SURVIVOR SEARCH SUCCESS: Wolf Hall of Bellevue, Wash., survived the Holocaust but thought his whole family had perished — until an Israeli niece he never even knew existed tracked him down. “How much can I describe it?” Hall tells Seattle’s Jewish Transcript. “You couldn’t find a happier guy than I am…. I’ve become an uncle now.”
A CAPITAL PROJECT: The Washington Jewish Week looks at the effort to build a new National Museum of the Jewish People, envisioned as a Daniel Libeskind-designed building on Pennsylvania Avenue between the White House and Congress. "Given Washington’s role as a pilgrimage point for Americans and an international audience, and given the fact that the major museum in Washington associated with Jews is the United States Holocaust Museum, I feel the other aspects of Jewish life — religion, tradition and culture — need to be explored for that tremendous audience," says Ori Soltes, the effort’s leader.
RECESSION RUN: Richard Cohen, who lost his business to the recession and faced losing his house, responded by running across the country to raise awareness about people in his situation, occasionally carrying the flags of America, Israel and his alma mater, the University of Alabama. “Even when I was hurt, I thought, ‘If I have to use crutches, I’m going to do this,’” the 60-year-old runner tells The Atlanta Jewish Times. “So honestly, I never questioned whether I’d finish, it never came to the surface.”
CATALOG SALE: The Jewish Publication Society is selling its inventory to the University of Nebraska Press, which will also handle marketing, distribution and production for the storied Jewish publishing house. "This will not be a diminishment of JPS as a publisher of quality Judaica," Ellen Frankel, JPS’s editor emerita, tells Philadelphia’s Jewish Exponent. "Its business footprint is the only thing that will be diminished, not its mission and content."
HAPPY HUNDREDTH: Minnesota’s American Jewish World, approaching the 100th anniversary of its founding, looks back at its history. “There is certainly no rich compensation awaiting one, either in money or even literary glory, for all such efforts,” the paper’s founder, Rabbi Samuel Deinard, wrote in 1915, upon re-launching the paper after some initial fits and starts. “If the same energy were spent by one in writing something for a secular magazine of wide circulation, there would be some satisfactory reward as a result. But what reward awaits the editor or even the publisher of a Jewish journal?” (Don’t worry, he had some answers to the question.)

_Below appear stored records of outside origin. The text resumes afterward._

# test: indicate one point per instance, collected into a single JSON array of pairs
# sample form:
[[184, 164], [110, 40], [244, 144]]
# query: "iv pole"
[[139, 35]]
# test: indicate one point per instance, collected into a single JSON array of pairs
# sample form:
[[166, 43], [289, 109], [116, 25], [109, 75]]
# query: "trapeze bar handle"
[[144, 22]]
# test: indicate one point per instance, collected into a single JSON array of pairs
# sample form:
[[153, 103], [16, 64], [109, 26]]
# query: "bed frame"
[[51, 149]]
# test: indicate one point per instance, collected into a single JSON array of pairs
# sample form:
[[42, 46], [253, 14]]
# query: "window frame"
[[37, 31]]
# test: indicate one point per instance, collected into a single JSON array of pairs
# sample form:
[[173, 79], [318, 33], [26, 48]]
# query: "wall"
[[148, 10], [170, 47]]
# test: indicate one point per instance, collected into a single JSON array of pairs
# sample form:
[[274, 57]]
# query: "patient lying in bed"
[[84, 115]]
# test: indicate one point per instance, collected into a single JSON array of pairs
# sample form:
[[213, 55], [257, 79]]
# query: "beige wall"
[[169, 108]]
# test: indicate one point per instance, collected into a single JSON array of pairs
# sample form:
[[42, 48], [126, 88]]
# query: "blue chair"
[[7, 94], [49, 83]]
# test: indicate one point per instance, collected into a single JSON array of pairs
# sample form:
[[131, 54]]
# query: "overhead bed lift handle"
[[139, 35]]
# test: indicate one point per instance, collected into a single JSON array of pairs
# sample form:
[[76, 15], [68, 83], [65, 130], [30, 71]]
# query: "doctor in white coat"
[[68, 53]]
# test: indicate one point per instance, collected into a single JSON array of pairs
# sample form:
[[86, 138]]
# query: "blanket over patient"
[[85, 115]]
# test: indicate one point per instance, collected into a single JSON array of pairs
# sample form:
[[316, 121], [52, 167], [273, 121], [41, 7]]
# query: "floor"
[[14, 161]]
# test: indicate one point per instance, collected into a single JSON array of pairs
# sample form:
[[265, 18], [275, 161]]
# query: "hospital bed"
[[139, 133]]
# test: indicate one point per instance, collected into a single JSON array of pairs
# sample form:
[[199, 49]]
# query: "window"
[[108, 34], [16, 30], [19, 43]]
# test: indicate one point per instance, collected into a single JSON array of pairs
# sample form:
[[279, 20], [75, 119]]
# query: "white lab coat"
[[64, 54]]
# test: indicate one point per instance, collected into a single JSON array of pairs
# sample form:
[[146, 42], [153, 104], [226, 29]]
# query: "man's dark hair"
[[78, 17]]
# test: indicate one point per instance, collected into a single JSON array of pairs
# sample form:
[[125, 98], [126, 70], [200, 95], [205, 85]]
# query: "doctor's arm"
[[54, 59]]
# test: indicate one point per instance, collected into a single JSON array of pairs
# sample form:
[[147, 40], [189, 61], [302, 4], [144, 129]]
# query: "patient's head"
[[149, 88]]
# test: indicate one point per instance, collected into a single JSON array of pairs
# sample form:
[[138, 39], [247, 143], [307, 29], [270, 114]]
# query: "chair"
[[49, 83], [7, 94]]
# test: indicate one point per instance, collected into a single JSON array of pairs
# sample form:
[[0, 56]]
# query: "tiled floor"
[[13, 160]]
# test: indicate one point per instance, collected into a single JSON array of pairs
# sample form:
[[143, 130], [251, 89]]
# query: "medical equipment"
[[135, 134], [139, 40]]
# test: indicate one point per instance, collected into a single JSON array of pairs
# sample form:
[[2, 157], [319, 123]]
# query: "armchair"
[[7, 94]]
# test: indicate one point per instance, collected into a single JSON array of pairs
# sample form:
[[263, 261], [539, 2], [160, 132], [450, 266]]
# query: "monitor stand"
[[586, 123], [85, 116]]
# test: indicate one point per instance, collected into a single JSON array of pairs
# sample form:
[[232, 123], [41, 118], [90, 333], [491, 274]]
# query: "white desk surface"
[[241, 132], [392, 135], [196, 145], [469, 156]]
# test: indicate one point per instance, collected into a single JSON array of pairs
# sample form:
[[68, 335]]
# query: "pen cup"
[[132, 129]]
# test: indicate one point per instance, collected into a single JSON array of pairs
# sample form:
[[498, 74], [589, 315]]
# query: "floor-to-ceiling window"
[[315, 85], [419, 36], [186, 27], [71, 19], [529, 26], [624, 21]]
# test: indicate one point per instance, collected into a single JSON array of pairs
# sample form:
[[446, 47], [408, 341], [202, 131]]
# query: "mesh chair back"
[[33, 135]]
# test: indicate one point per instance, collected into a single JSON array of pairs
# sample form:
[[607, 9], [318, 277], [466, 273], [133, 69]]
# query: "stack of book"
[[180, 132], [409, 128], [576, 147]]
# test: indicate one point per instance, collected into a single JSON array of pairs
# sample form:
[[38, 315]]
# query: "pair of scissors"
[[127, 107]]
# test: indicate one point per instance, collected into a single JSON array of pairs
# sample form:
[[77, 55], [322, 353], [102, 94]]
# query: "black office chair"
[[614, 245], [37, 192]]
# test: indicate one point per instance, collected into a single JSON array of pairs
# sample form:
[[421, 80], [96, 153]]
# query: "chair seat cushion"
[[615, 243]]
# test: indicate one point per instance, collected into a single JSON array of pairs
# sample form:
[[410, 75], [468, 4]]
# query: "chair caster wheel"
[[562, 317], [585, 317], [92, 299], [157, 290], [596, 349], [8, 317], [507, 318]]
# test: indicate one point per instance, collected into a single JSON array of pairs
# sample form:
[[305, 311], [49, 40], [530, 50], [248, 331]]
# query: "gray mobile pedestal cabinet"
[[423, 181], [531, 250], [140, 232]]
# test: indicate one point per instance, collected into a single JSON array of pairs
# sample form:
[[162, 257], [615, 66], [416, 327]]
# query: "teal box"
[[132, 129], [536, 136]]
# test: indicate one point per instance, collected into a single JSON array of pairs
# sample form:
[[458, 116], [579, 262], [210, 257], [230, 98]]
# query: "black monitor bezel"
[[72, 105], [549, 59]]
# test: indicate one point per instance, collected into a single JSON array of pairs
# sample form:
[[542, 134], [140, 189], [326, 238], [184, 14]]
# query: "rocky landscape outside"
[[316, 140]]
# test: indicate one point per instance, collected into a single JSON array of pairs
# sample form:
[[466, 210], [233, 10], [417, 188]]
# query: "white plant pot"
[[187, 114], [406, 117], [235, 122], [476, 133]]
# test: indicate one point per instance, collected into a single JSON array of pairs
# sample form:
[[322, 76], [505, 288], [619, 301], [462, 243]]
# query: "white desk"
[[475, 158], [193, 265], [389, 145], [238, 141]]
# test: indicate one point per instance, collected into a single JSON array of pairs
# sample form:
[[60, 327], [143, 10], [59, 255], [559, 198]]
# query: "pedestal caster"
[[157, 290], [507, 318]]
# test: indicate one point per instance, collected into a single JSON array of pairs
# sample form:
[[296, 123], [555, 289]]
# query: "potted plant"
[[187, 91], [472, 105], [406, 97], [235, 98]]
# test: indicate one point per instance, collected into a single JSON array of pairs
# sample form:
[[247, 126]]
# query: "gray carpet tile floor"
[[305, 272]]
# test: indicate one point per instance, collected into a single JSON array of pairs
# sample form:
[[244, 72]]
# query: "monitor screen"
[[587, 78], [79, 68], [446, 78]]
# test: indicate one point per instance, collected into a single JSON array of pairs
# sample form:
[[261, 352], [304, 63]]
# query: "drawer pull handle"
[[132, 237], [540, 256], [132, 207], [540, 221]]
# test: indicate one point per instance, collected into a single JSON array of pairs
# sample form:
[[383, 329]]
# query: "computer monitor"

NEW WAYS TO CARE: As the Los Angeles Jewish Home approaches its hundredth birthday, it’s coping with government cutbacks and is rolling out new types of programs to care for the elderly. “It’s a health care system for the elderly, is what we’re evolving into being,” Molly Forrest, the home’s CEO, tells the L.A. Jewish Journal.
COMMUNITY WITH BUZZ: Beekeeper Eric Korsten hooks up Kansas City Jewish institutions with their own beehives, but his wife is allergic to bee stings, The Kansas City Jewish Chronicle reports. “So much so she swells up in a very unforgettable state,” Korsten tells the paper.
THANKS PORT!: The Oregon Area Jewish Committee is honoring the Port of Portland with its 2011 Human Relations Award, Portland’s Jewish Review reports.
JEWS WITH OPINIONS: Some 340 Jewish Phoenix residents got together to plan their community’s future, The Jewish News of Greater Phoenix reports.
REASON TO KVELL (AND SHVITZ): Chicago’s JUF News profiles three area Jews who will be playing football for Ivy League colleges this season. “I [get to play] Division 1 football and I’m also going to get a great education,” said Abe Dube, a freshman at Brown University.